Two towing companies had already made the attempt but couldn’t manage the job down in northern Iowa.
Luckily word of mouth had traveled that far (and farther) about a Madelia company, Maloney Enterprises, that had invented a Bobcat winching attachment for particularly big and stubborn projects like the one at hand — towing a loaded cement truck stuck in a ditch.
Many folks looking at Matt Maloney’s little Bobcat might scoff at the idea that it could possibly take on a job of that size. But that’s only until they see it in action, he said.
“This is the best money we have ever spent,” Maloney said.
Built in-house, the machine anchors itself into the ground as it’s winching the cable back onto the attachment. It plows into the ground and finds the hard dirt, providing the stability needed to slowly tow massive, heavy vehicles out from where they’re stuck. The device works on vehicles ranging in size from motorcycles to loaded 18-wheelers, Maloney said.
Maloney got the idea from seeing smaller versions at shows and conventions. But working in America’s heartland, he needed something more robust.
“Smaller ones are more meant for just cars,” he said. “We wanted something more unique and a lot bigger scale for going after farm equipment.”
Farmers who have combines or field sprayers with 6-foot-tall tires stuck in the mud are calling Maloney to bring out his little Bobcat to get them unstuck.
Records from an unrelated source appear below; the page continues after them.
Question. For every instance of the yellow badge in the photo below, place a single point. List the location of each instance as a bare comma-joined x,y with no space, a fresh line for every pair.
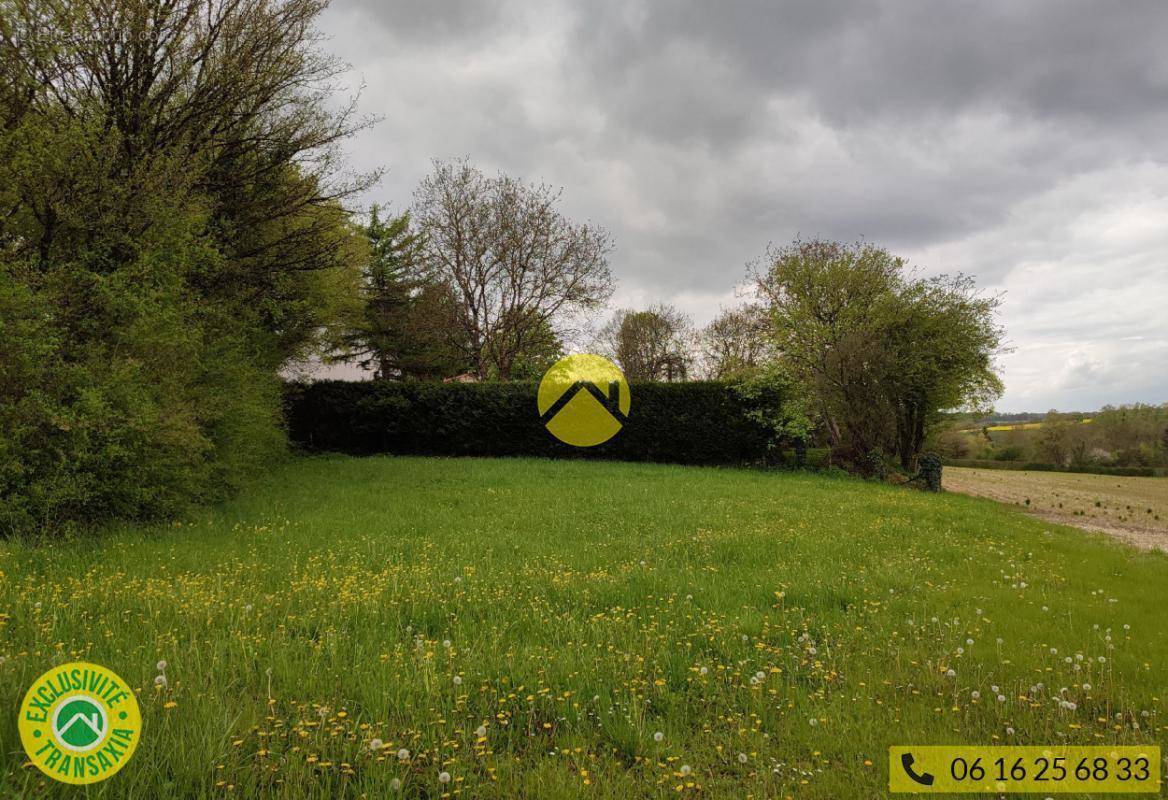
80,723
584,399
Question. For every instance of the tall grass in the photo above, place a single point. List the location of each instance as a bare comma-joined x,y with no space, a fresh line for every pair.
556,628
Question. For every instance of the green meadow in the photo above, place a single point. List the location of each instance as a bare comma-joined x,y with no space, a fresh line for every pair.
498,628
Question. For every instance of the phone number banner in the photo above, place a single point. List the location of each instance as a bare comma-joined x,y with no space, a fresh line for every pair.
972,769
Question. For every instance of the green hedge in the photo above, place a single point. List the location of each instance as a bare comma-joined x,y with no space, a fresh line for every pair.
1035,466
678,423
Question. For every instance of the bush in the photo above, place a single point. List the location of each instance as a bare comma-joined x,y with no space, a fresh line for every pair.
678,423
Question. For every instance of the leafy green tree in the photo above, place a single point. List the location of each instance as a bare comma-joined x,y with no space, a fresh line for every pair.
172,232
404,324
878,350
They like Maloney’s device for a couple of reasons: It’s cheaper than paying a company to bring out huge, heavy trucks that take longer to do the job; and the Bobcat can more stealthily drive through the fields without tearing up valuable crops.
Maloney’s peers in the towing industry also are impressed with the machine. Maloney took Best in Show and Most Innovative awards at the Wisconsin Tow Show Father’s Day weekend at the Dells. Maloney’s machine was competing against about 125 other pieces of equipment.
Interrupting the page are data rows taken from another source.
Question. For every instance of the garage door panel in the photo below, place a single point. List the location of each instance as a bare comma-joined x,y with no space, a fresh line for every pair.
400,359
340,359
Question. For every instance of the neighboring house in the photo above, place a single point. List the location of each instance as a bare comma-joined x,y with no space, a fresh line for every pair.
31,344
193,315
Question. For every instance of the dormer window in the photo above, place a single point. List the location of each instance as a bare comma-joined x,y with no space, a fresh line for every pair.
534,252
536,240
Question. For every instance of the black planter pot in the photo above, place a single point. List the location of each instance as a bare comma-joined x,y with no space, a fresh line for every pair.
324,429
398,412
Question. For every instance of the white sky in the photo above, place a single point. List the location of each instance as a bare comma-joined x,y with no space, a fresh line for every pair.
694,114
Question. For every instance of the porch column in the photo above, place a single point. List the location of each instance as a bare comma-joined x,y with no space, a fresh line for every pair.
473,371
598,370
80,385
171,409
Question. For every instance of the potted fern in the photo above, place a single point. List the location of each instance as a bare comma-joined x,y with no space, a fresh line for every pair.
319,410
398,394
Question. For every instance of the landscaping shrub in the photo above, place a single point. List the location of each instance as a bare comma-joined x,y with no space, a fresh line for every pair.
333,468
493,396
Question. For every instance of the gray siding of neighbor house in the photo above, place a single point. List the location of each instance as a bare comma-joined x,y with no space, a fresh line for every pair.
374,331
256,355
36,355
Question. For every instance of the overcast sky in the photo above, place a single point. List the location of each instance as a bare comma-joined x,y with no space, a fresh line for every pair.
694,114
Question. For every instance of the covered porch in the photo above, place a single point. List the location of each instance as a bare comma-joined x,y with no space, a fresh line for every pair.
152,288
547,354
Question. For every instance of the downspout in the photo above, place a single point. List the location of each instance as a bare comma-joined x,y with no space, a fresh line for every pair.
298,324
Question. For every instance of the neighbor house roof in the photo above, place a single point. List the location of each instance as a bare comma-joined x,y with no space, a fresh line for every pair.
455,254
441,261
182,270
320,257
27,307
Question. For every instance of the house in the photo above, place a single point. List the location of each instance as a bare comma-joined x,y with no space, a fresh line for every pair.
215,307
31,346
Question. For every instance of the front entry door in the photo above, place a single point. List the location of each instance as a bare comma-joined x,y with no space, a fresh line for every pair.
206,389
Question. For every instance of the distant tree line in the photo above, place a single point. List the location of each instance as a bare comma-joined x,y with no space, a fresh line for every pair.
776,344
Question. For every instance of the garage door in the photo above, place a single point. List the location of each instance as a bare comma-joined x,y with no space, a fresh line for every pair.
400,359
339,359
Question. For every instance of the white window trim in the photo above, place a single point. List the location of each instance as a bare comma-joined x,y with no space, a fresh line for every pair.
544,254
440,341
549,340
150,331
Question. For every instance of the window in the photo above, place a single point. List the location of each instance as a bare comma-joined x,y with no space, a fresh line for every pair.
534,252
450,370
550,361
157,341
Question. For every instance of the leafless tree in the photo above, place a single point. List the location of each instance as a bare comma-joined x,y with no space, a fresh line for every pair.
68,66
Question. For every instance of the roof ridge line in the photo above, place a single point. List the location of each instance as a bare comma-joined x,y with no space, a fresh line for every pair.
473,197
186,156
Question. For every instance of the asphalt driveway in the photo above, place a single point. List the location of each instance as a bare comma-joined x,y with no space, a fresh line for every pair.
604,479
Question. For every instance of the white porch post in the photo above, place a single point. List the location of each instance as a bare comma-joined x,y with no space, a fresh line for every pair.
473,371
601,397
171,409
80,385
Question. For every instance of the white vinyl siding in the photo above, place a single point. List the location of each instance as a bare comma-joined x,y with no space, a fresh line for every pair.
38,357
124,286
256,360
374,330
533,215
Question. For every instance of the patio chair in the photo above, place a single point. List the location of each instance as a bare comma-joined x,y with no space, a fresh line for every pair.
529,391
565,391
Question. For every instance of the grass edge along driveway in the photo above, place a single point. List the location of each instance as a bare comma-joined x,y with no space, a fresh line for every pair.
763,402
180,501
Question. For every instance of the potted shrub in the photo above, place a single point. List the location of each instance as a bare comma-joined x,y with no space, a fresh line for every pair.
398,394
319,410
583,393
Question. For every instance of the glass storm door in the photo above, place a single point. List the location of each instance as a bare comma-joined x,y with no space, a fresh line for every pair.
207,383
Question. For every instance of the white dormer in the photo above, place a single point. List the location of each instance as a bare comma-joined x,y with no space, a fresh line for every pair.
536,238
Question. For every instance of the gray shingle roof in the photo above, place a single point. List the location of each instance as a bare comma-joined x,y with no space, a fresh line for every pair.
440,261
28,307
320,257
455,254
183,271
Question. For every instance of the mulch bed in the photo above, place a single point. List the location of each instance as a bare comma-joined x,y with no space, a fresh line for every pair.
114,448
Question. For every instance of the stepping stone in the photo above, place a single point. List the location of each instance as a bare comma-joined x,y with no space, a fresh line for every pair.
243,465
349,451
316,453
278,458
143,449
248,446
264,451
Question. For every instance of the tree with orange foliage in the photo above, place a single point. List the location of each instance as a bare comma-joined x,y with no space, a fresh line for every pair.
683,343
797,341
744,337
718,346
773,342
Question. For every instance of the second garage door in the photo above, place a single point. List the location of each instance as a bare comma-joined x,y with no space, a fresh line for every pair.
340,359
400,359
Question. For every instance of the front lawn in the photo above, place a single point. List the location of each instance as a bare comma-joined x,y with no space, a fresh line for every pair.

In addition to four trucks used for towing and recovery at his 24-hour business, Maloney has two of the Bobcats with attachments. He’s already had requests from others to build one for them, but then, that wouldn’t be very good for business.
“We’ve used them quite often this spring because of how wet it’s been,” he said.
Maloney still thinks it’s amusing when people say, “There’s no way you can get that out,” when they see the Bobcat coming.
“I say, ‘You got it stuck. It’s my job to get it unstuck,’” he said. “The first time we took it out I bet the guy $20 that it’ll come out within an hour. … Quickest $20 I ever made.”